Fourth-century bishop Athanasius of Alexandria wrote, “That mystery the Jews traduce, the Greeks deride, but we adore. For it is a fact that the more unbelievers pour scorn on him, so much the more does he makes his Godhead evident. Thus by what seems his utter poverty and weakness on the cross he overturns the pomp and parade of idols, and quietly and hiddenly wins over the mockers and unbelievers to recognize him as God.”

Prayers for Others

Our Father

God of power and might, you raised -Jesus from the dead after you had raised Israel out of Egypt. As we arise in the light of this new day, raise us to live by your power the life that only you can give.

May the peace of the Lord Christ go with you : wherever he may send you;

may he guide you through the wilderness : protect you through the storm;

may he bring you home rejoicing : at the wonders he has shown you;

may he bring you home rejoicing : once again into our doors.

Eucharist and Communion

Eucharist is from the Greek eucharistein, meaning “thanksgiving.”

Communion is from the Latin, meaning “union with.”

One of the church’s peculiar practices is communion, also called the Lord’s Supper or the Eucharist. The early Christians were accused of being cannibals because they talked of eating flesh and drinking blood together. It was a way of remembering, as Christ had asked them to remember him in this way.

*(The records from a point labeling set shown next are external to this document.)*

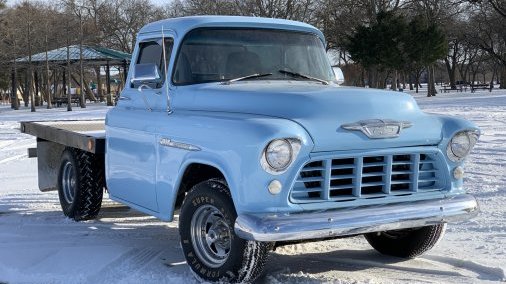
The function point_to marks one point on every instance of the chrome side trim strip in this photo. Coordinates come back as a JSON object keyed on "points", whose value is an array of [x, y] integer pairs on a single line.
{"points": [[179, 145], [356, 220]]}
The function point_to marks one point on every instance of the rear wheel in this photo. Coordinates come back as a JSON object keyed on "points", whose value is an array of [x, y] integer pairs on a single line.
{"points": [[406, 243], [80, 184], [212, 250]]}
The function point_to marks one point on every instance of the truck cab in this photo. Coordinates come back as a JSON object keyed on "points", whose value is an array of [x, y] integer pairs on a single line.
{"points": [[240, 125]]}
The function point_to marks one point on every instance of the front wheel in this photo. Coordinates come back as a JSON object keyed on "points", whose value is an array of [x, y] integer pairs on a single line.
{"points": [[406, 243], [211, 248]]}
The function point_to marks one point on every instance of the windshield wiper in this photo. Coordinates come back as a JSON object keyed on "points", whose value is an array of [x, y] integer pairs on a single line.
{"points": [[256, 75], [295, 74]]}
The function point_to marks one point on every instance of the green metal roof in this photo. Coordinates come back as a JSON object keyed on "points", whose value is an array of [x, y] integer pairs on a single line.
{"points": [[90, 53]]}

“Re-member-ing” has to do with becoming something new, the body of Christ, in which we lose ourselves in something bigger than ourselves; we are re-membered into a new body.

Sadly, and ironically, the sharing of the Eucharist or communion table is both the most unifying and the most divisive practice in the Christian church. After all, sacrament is a “mystery,” so we don’t want to try to systematically analyze the practice of Holy Communion. What we want to do is invite you into the deepest part of this mystery. We are what we eat.

When we take the wine and bread and eat it, we are digesting Christ — ​or an even better way of understanding might be that we are made into a new creation as we are digested into the body of Christ. Performing the Eucharist with a community makes us into the body of Christ. As often as Christians take the common elements of bread and wine, they re-member themselves into -Jesus. In the Eucharist, we don’t just remember -Jesus in general; we remember his suffering. The bread is a broken body, and the wine is poured like shed blood. Both grain and grapes have to be crushed and broken to become something new together. If you are what you eat, the Eucharist is indeed the act of uniting yourself with the one who lovingly suffered at the hands of his enemies. If you ritually cross yourself (like Catholics do), you are stamping upon yourself the sign of the cross; you are identifying with -Jesus’ suffering love. Those who ingest and become one with the suffering body of Christ all together become the body of Christ.

We pray as we take the elements that the blood of -Jesus would run through our veins and that we would be digested into the body of Christ. The early church used to say, “God became man that we might become God.” Certainly none of us is God alone, but all of us are God’s body together. God has chosen to have no hands but ours, no feet but ours. Maybe this is the greatest sacrament or mystery of our faith — ​that these broken pieces become one body.